320 sayfalık kitapta 140 yemek tarifi var. 140 tarifin içinde, tapaslar, salatalar, mezeler, zeytinyağlılar, çorbalar, et yemekleri, balık yemekleri, ızgara tavuk, çocuk yemekleri, çay saati ve tatlılar olmak üzere 11 bölüm bulunuyor. Kitaptaki tariflerin ortak noktası kolay  yapılabilecek olmaları. "Ben iş kadınıyım. Her iş kadınının kolayca yapabileceği, güzel bir şekilde sunabileceği, misafirlerini ağırlayabileceği yemek tariflerini vermek istedim. Bunun yanı sıra yapması daha fazla vakit alacak tatlılar da var. Kayısı marmeladı veya portakal reçelinin tarifini verdik. Petit Beurre kullanarak yaptığımız bir tatlı var mesela. Bu tatlıyı hazır Petit Beurre bisküvi kullanarak da yapabilirsin, ama ben Petit Beurre nasıl yapılır onu anlattım. Tarifler arasında Makaron da var, ekşili çorba da var, kiş de var. Sonuçta melez bir mutfak. Bu aslında benim evimin mutfağı. Tarfileri son on yılda pişirdiğim yemeklerden seçtim. Ben Emine Beder ile yemek pişirmeyi öğrendim. Ama Türkiye'de eksik olan, yemek güzel pişse de sunumun zayıf olması. Ben görselliğe çok önem veriyorum. Kitapta yer alan fotoğrafların piyasadaki en iyi fotoğraflar olduğunu söyleyebilirim.

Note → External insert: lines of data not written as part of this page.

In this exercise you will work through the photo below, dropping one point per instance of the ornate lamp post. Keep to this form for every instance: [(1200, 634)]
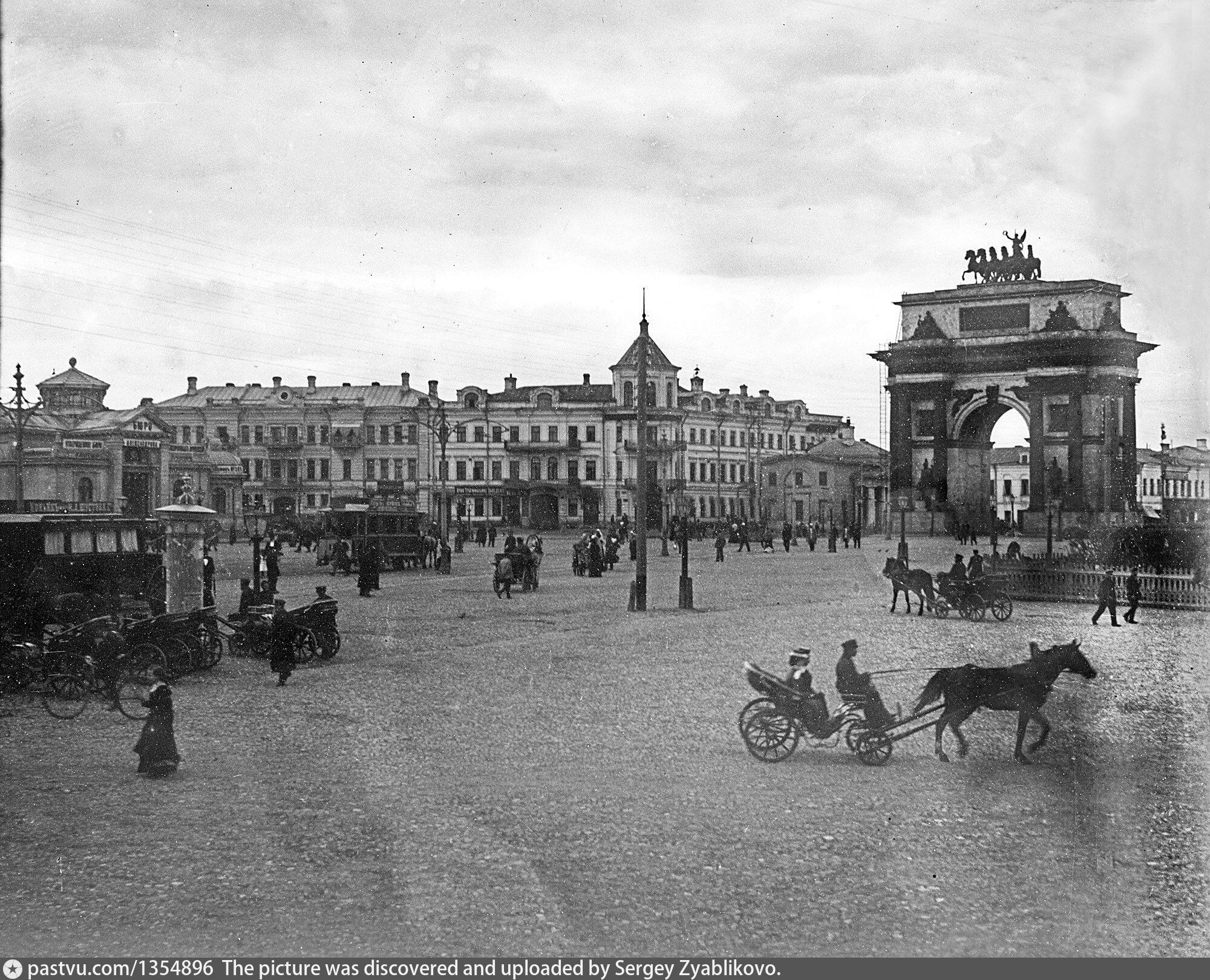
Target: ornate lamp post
[(255, 523)]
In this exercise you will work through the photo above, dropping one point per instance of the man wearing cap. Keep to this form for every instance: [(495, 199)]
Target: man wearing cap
[(975, 567), (799, 679), (854, 683)]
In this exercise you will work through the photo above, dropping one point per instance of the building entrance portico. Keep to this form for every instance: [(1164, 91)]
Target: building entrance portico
[(1057, 354)]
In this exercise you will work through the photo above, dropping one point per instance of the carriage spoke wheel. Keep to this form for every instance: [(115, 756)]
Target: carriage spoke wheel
[(751, 708), (306, 647), (66, 695), (134, 690), (874, 748), (771, 736)]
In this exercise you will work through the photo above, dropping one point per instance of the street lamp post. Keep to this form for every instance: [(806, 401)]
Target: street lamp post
[(255, 523), (903, 501)]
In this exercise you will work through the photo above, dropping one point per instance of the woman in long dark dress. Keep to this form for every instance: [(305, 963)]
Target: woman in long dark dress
[(158, 745)]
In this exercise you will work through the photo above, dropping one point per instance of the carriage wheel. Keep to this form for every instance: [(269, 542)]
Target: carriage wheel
[(874, 748), (770, 736), (306, 647), (751, 708), (66, 695), (973, 609), (132, 690), (1001, 607)]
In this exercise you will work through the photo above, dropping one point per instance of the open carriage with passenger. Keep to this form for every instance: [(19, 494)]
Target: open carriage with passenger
[(973, 597)]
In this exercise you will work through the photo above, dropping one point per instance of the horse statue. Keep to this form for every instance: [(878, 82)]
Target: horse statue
[(1023, 688), (907, 581)]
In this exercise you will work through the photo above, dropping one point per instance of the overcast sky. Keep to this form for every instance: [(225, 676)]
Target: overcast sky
[(464, 191)]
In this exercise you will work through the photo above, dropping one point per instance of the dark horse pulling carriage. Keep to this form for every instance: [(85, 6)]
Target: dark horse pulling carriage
[(972, 599), (773, 725)]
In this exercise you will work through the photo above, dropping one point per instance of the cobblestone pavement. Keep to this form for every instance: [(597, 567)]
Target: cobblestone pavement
[(551, 776)]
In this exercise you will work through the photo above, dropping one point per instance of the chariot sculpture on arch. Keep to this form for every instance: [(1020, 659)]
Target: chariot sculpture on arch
[(987, 266)]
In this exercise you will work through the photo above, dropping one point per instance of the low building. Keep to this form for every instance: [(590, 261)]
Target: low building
[(84, 457)]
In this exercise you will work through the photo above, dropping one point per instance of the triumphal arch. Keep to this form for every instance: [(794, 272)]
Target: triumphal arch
[(1056, 353)]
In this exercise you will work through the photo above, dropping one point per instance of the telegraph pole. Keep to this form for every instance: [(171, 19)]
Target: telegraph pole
[(641, 508)]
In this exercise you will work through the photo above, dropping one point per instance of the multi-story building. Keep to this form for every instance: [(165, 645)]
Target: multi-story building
[(1010, 491), (540, 456), (836, 482), (1176, 482), (80, 456)]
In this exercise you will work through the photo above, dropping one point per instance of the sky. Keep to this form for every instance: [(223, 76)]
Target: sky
[(468, 191)]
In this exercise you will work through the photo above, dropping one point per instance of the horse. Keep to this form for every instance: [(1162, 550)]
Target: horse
[(907, 581), (1022, 688)]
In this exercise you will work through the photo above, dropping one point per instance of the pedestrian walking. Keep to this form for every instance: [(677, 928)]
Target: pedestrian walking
[(281, 644), (1108, 596), (1134, 593), (157, 747)]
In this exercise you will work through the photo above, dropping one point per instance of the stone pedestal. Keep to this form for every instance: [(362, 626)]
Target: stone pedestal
[(185, 533)]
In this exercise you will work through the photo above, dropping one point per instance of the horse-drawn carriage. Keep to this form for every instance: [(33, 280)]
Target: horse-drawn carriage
[(973, 598), (525, 562)]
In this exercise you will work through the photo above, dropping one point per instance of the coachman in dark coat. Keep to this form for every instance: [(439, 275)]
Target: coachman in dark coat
[(158, 746), (281, 644)]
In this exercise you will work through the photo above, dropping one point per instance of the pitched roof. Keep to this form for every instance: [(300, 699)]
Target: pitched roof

Kitabın  baskı kalitesi için de aynı durum söz konusu" diyen Feyzan Ersinan Top, kitaptaki tariflere dair şöyle diyor:  "Aslında üç kitap çıkarabilecek kadar tarif var elimde. İlerde bir gün bir kitap yazarsak, kokteyl tariflerine yer veririz. Bu kitapta "Rakı, kavun, peynir" adı altında bir tarif var örneğin. Mutlaka denenmesini tavsiye ediyorum. Her ne kadar milli içkimiz ayran olsa da, bence bu shot'un denenmesi gerekir. Alkolden hoşlanmayan biri de deneyebilir. Kavunu, kavunun ortasında çekirdeklerin bulunduğu bölümdeki suyu ve bir dilim Ezine beyaz peyniri karıştırıcıya atıyorsunuz. Yanına bir shot rakı koyuyorsunuz. Eğer alkol tüketmeyen biriyseniz, bu karışımın üstüne bir tutam nane koyun, müthiş oluyor."